The chariot, dating from the first or second century AD, was “undoubtedly designed to be used in war or hunting”, the ministry said.

The chariot was decorated with a frieze relief in bronze, depicting three of Hercules’ labours: namely, the Cerberus dog, the wild boar of Erymanthian, and the Stymphalian birds.

No pictures yet, dammit, but it’s too cool a find not to post about it.

Harvard returns bells to Danilov Monastery

American philanthropist Charles Crane purchased the 18 bells in 1929 at one of Stalin’s cultural patrimony fire sales in 1929. Crane donated them to Harvard, where they have been merrily sounding the time of day ever since.

They would have most likely been destroyed had he not snapped them up. As it is, they are the only full set of pre-revolutionary bells to have survived Stalin.

The first request from the monastery to return the 25-ton bells was made in 2002, and since then, one bell has already been returned. The other 17 are on their way now.

For the Danilov Monastery, now the home of the patriarch of the Russian Orthodox Church, the homecoming of the bells is a matter of spiritual significance. “[The bells] are described as singing icons – that they have voices and tongues that are singing to God as they are ringing,” says Professor Campos. “There is no way to replace these bells. They are an organic set and they have their own history from the place they were hung.
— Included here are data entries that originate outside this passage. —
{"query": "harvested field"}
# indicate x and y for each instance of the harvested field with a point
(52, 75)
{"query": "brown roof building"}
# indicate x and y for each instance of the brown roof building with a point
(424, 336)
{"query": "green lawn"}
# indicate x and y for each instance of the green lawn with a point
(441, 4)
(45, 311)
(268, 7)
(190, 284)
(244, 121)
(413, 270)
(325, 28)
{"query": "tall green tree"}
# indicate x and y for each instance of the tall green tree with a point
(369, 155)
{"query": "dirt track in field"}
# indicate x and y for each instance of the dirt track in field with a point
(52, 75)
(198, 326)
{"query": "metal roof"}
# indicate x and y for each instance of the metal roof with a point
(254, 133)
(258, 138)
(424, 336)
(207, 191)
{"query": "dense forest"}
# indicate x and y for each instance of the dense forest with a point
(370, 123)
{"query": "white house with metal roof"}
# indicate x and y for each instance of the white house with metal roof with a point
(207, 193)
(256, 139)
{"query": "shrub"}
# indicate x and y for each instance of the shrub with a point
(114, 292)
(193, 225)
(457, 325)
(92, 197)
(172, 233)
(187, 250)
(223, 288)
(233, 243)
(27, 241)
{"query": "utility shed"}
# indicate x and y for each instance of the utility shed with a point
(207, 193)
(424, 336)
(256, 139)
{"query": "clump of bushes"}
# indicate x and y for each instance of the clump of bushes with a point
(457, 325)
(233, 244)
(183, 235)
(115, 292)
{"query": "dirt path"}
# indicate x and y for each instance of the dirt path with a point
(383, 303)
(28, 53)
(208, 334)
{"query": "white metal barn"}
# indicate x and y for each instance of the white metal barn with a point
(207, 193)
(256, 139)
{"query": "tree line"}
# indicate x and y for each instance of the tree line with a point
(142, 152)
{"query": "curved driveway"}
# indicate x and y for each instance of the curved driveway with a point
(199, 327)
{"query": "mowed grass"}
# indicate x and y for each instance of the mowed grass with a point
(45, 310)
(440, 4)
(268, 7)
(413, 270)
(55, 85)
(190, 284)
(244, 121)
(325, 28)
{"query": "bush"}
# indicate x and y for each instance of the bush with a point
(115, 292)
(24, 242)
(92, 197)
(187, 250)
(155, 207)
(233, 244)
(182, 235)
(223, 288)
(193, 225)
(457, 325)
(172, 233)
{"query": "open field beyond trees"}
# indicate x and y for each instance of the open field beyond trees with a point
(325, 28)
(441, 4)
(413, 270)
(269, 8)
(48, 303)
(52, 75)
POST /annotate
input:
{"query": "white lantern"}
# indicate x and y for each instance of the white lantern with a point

They were very much a part of the religious community.”

Hierodeacon Roman, the chief bell ringer at the Danilov Monastery, had only seen and heard the bells on the Internet until he visited Harvard in 2004, where he had a chance to ring them for the first time. “We’ve been anticipating [this] for a long long time in our monastery,” he said, describing the event as being of “miraculous” importance and praising Harvard’s cooperation.

Unlike all the other recent restitutions that have made the news, this one was entirely guilt and recriminations-free. Harvard was delighted to have them all these years, and the Danilov is delighted they survived.

All 18 bells are being replaced by new ones made in Russia specifically for Harvard, and financed by Russian billionaire Viktor Vekselberg.